Men who drink alcohol in late adolescence are more likely to develop severe liver disease decades later than young people who don’t drink at all, a Swedish study suggests.
Researchers examined data on alcohol consumption for 43,296 men entering military service in 1969 and 1970 when they were 18 to 20 years old. After an average follow-up of almost 38 years, a total of 383 men were diagnosed with severe liver disease, including 208 who died.
Each daily gram of alcohol men typically consumed in their youth was associated with a 2 percent increase in the risk of severe liver disease, even after researchers accounted for other independent risk factors for liver damage like obesity, smoking and cardiovascular disease.
The risk was more pronounced among heavier drinkers. Young men who typically averaged 31 to 40 grams of alcohol (equivalent to roughly 3 to 5 ounces of spirits) daily had twice the risk of liver disease as abstainers, while youth who drank 51 to 60 grams daily had more than quadruple the risk of liver disease.
“We found that most of the study subjects that eventually developed severe liver disease were previously diagnosed with alcohol abuse or dependency,” said lead study author Dr. Hannes Hagstrom of Karolinska University Hospital in Stockholm.
“It is therefore reasonable to believe that drinking alcohol early in life increases the risk that you will continue to drink and might increase your intake,” Hagstrom said by email. “Also, we cannot rule out that a long duration of exposure to alcohol is a contributing cause of this increased liver disease risk.”
In the U.S., one standard drink contains 14 grams (0.6 oz) of alcohol, which is typically the amount in one 12-ounce beer, a 5-ounce glass of wine and 1.5 ounces of spirits, according to the National Institute on Alcohol Abuse and Alcoholism.
The exact amount of alcohol needed to inflict liver damage is unclear and can be influenced by other factors like what people eat, what type of alcohol they consume and how often they binge drink, researchers note in the Journal of Hepatology. But some previous research points to an increased risk of liver disease when men drink more than 30 grams of alcohol daily or when women consume more than 20 grams a day.
Overall, the young men in the current study drank an average of almost 9 grams daily. While roughly 6 percent claimed not to drink at all, almost 5 percent consumed more than 60 grams daily.
During almost four decades of follow up, 2,661 men were diagnosed with alcohol abuse, and roughly one in 10 of these men went on to develop severe liver disease.

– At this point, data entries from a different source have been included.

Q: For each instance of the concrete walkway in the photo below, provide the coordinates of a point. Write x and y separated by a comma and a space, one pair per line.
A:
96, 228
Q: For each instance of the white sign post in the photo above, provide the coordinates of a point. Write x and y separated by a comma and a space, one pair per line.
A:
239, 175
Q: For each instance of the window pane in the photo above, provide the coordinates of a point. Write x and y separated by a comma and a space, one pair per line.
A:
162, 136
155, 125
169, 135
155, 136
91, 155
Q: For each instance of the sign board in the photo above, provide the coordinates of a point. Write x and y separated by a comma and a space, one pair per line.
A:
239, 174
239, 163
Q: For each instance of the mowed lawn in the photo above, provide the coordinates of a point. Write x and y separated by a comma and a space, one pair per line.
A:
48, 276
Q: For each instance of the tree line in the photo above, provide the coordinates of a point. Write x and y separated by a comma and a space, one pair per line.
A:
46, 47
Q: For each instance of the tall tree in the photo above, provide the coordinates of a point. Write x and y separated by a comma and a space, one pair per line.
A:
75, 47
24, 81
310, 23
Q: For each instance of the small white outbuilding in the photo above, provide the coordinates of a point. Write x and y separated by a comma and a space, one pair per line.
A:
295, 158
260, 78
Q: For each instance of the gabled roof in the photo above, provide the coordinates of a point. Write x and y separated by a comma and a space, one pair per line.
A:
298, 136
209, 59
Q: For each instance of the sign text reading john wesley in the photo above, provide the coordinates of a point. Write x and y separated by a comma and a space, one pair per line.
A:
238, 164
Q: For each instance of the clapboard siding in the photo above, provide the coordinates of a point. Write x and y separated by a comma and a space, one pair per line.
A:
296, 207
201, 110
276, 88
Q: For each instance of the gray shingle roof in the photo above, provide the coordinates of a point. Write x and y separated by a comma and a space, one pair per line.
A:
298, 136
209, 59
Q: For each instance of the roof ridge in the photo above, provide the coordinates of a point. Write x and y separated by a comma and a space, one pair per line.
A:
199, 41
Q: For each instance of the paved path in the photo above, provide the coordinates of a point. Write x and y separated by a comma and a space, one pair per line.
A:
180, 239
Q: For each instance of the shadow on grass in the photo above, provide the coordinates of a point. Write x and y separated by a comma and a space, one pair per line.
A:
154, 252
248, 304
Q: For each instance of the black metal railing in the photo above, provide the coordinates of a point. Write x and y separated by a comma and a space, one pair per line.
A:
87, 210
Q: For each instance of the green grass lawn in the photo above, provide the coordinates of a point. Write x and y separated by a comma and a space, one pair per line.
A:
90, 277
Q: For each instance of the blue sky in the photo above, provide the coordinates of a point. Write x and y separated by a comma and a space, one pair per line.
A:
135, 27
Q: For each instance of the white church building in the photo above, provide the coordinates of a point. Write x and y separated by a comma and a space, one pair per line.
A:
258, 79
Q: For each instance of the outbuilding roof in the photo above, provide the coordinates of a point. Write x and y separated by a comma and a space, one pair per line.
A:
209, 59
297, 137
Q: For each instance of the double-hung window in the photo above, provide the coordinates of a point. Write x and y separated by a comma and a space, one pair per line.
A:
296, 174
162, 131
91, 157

In addition, 386 men were diagnosed with viral hepatitis and almost one in four of these men went on to develop liver disease.
The study wasn’t a controlled experiment designed to prove whether or how drinking habits early in life might cause liver disease decades later.
Other limitations include the reliance on men to accurately recall and report on their drinking habits. Heavy drinkers are also more likely than other people to use drugs, increasing their risk of catching viral hepatitis by sharing needles or other drug paraphernalia.
In addition, the researchers lacked data on binge drinking, which might impact the effect of alcohol consumption on the liver, the authors note.
Even so, the results suggest the threshold amount of alcohol linked to liver damage may be lower than previously thought, the researchers conclude.
“If or how much a person drinks in their teens is a strong predictor of alcohol use and problem drinking later in adulthood,” said Rick Grucza, a psychiatry researcher at Washington University School of Medicine in Saint Louis who wasn’t involved in the study.
“It’s quite likely that many of those who reported drinking regularly during their late teens went on to continue or escalate that habit throughout their adult life,” Grucza said by email. “In an ideal world, parents would both try to delay alcohol initiation until the late teens or early twenties and also try teach their kids to drink moderately and responsibly.”